Why does sys.exit() not exit when called inside a thread in Python?

Shabbyrobe picture Shabbyrobe · May 25, 2009 · Viewed 67.3k times · Source

This could be a stupid question, but I'm testing out some of my assumptions about Python and I'm confused as to why the following code snippet would not exit when called in the thread, but would exit when called in the main thread.

import sys, time
from threading import Thread

def testexit():
    time.sleep(5)
    sys.exit()
    print "post thread exit"

t = Thread(target = testexit)
t.start()
t.join()
print "pre main exit, post thread exit"
sys.exit()
print "post main exit"

The docs for sys.exit() state that the call should exit from Python. I can see from the output of this program that "post thread exit" is never printed, but the main thread just keeps on going even after the thread calls exit.

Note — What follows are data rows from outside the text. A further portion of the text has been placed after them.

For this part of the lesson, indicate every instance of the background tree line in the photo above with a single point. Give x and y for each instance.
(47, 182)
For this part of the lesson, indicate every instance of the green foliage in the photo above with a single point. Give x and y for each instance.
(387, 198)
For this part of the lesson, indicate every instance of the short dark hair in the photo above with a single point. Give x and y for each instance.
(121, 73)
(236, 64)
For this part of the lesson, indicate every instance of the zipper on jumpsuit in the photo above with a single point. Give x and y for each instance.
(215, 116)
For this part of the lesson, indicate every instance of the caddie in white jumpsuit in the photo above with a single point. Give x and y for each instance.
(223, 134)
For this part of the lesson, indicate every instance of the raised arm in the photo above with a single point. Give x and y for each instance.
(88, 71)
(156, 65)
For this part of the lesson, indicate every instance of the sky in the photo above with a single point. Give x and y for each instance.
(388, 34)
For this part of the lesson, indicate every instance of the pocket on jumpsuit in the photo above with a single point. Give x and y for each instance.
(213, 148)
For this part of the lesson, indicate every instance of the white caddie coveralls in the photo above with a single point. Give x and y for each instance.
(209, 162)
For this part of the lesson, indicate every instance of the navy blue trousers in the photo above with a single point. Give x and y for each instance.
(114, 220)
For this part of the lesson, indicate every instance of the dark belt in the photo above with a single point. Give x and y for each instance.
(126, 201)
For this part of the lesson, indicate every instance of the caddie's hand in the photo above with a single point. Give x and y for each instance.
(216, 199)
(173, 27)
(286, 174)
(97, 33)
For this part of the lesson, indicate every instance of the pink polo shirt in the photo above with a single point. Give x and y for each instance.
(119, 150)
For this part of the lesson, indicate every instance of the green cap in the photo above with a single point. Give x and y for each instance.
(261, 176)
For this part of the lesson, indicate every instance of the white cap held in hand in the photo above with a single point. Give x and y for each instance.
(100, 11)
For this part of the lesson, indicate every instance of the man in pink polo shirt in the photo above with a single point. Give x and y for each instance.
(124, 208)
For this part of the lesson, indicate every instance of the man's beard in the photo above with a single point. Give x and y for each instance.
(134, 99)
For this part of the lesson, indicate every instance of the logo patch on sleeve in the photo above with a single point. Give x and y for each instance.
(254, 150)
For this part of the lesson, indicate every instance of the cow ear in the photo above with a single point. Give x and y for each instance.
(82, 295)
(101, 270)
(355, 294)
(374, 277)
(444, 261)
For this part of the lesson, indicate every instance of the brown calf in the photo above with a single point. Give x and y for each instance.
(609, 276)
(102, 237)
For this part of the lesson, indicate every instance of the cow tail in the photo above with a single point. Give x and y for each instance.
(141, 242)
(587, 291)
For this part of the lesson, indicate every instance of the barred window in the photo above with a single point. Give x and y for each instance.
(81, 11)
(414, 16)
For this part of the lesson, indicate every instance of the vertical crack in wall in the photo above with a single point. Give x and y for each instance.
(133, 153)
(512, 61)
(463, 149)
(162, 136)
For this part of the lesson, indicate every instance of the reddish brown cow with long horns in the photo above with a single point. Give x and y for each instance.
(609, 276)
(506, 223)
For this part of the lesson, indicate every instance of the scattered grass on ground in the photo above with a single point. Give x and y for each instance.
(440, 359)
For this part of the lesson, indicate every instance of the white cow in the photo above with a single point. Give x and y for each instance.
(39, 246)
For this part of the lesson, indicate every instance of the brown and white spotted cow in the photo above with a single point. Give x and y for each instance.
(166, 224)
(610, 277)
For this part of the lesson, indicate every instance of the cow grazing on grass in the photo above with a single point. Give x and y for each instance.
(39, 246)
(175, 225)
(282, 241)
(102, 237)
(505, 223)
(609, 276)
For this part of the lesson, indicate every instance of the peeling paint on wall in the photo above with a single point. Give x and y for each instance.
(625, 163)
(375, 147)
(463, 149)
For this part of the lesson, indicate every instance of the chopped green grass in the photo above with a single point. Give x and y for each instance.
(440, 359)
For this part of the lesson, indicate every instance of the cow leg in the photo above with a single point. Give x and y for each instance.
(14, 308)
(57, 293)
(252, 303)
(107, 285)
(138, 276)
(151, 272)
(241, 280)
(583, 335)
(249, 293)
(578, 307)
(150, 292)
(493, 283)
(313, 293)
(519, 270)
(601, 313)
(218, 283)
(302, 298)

Is a separate instance of the interpreter being created for each thread, and the call to exit() is just exiting that separate instance? If so, how does the threading implementation manage access to shared resources? What if I did want to exit the program from the thread (not that I actually want to, but just so I understand)?

Answer

rpkelly picture rpkelly · May 25, 2009

sys.exit() raises the SystemExit exception, as does thread.exit(). So, when sys.exit() raises that exception inside that thread, it has the same effect as calling thread.exit(), which is why only the thread exits.